Wow, this is interesting. Ubuntu is planning to drop X and skip over Wayland to make their own display server called Mir, optimized for low power and diverse screen sizes. They’re providing backward compatibility via a rootless X that is a client of Mir. Even more interesting to me, they’re switching from Nux/GTK+ to Qt/QML. They’re reusing the input stack from Android for mobile, and focusing on OpenGL for output.

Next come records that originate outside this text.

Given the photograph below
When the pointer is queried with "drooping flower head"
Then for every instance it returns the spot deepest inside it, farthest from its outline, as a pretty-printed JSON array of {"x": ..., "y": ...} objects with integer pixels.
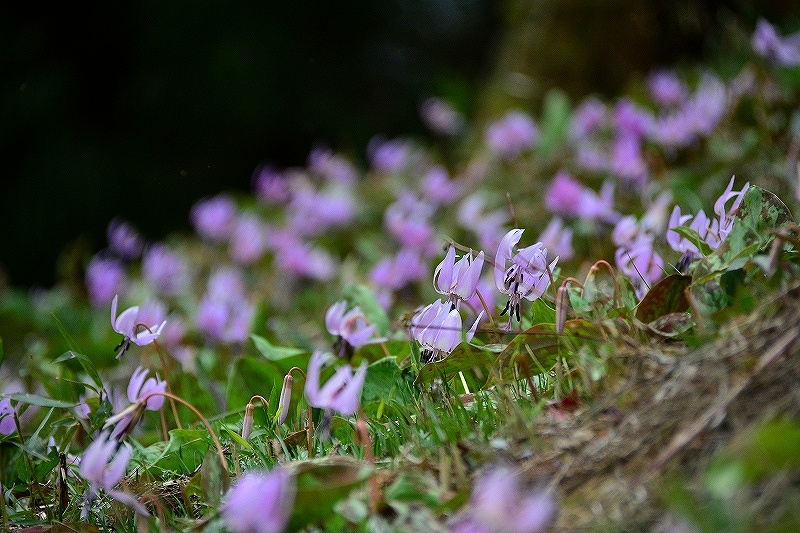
[
  {"x": 527, "y": 275},
  {"x": 352, "y": 327},
  {"x": 132, "y": 327},
  {"x": 259, "y": 502},
  {"x": 437, "y": 327},
  {"x": 341, "y": 393},
  {"x": 458, "y": 279}
]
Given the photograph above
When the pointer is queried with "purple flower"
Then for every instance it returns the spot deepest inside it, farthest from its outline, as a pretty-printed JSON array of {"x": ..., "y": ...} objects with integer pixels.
[
  {"x": 7, "y": 424},
  {"x": 389, "y": 157},
  {"x": 213, "y": 217},
  {"x": 566, "y": 196},
  {"x": 259, "y": 503},
  {"x": 132, "y": 327},
  {"x": 666, "y": 88},
  {"x": 103, "y": 464},
  {"x": 165, "y": 270},
  {"x": 140, "y": 386},
  {"x": 627, "y": 160},
  {"x": 341, "y": 393},
  {"x": 104, "y": 278},
  {"x": 248, "y": 239},
  {"x": 558, "y": 239},
  {"x": 439, "y": 188},
  {"x": 271, "y": 186},
  {"x": 458, "y": 279},
  {"x": 437, "y": 327},
  {"x": 396, "y": 272},
  {"x": 499, "y": 503},
  {"x": 124, "y": 240},
  {"x": 511, "y": 135},
  {"x": 783, "y": 51},
  {"x": 332, "y": 166},
  {"x": 352, "y": 326},
  {"x": 527, "y": 275},
  {"x": 440, "y": 116}
]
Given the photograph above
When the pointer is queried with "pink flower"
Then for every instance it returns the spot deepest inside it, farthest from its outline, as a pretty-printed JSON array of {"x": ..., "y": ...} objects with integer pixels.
[
  {"x": 459, "y": 279},
  {"x": 260, "y": 503},
  {"x": 526, "y": 277},
  {"x": 499, "y": 503},
  {"x": 131, "y": 326},
  {"x": 352, "y": 326},
  {"x": 341, "y": 393},
  {"x": 103, "y": 464}
]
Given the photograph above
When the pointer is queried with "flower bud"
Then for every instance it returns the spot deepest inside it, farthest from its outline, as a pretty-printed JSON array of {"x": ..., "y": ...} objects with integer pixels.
[
  {"x": 286, "y": 398},
  {"x": 247, "y": 424}
]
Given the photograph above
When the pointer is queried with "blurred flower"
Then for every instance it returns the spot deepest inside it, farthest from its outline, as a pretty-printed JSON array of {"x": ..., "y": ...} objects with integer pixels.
[
  {"x": 132, "y": 327},
  {"x": 124, "y": 240},
  {"x": 396, "y": 272},
  {"x": 105, "y": 277},
  {"x": 389, "y": 156},
  {"x": 511, "y": 135},
  {"x": 439, "y": 188},
  {"x": 332, "y": 166},
  {"x": 259, "y": 503},
  {"x": 248, "y": 240},
  {"x": 165, "y": 270},
  {"x": 458, "y": 280},
  {"x": 7, "y": 424},
  {"x": 352, "y": 326},
  {"x": 666, "y": 89},
  {"x": 440, "y": 117},
  {"x": 408, "y": 219},
  {"x": 566, "y": 196},
  {"x": 103, "y": 464},
  {"x": 271, "y": 186},
  {"x": 783, "y": 51},
  {"x": 558, "y": 239},
  {"x": 499, "y": 504},
  {"x": 526, "y": 277},
  {"x": 213, "y": 217},
  {"x": 341, "y": 393}
]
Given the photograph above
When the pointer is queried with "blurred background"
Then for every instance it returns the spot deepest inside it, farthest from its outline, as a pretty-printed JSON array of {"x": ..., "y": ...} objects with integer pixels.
[{"x": 138, "y": 109}]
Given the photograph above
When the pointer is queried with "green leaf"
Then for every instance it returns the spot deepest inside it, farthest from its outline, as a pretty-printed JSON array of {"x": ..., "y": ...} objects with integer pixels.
[
  {"x": 85, "y": 362},
  {"x": 665, "y": 297},
  {"x": 475, "y": 362},
  {"x": 554, "y": 123},
  {"x": 34, "y": 399},
  {"x": 364, "y": 298},
  {"x": 693, "y": 237},
  {"x": 321, "y": 483}
]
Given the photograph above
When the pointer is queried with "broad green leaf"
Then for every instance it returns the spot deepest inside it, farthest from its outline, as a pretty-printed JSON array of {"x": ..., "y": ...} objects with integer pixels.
[
  {"x": 321, "y": 483},
  {"x": 693, "y": 237},
  {"x": 665, "y": 297},
  {"x": 364, "y": 298},
  {"x": 34, "y": 399},
  {"x": 475, "y": 362}
]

Originally shared by Ubuntu
After extensive assessment of our options, we are building our own Display Server for #ubuntu, called Mir – see https://lists.ubuntu.com/archives/ubuntu-devel/2013-March/036776.html and the spec at https://wiki.ubuntu.com/MirSpec – we are also planning on porting Unity to Qt/QML to make development more efficient across our wider convergent strategy – see http://wiki.ubuntu.com/UnityNextSpec for more details
https://lists.ubuntu.com/archives/ubuntu-devel/2013-March/036776.html
On the same topic, Dave Airlie says “In other news Canonical are unhappy with the wheel, there will be a spec for its replacement any day now.” 🙂
https://plus.google.com/u/0/104877287288155269055/posts/H8U8XrSQGzQ
This would be more interesting if it were clear that Canonical understood how X or Wayland worked and were making this decision based on some technical merit, but its not.
Unity irritated me enough that I moved to a Mac.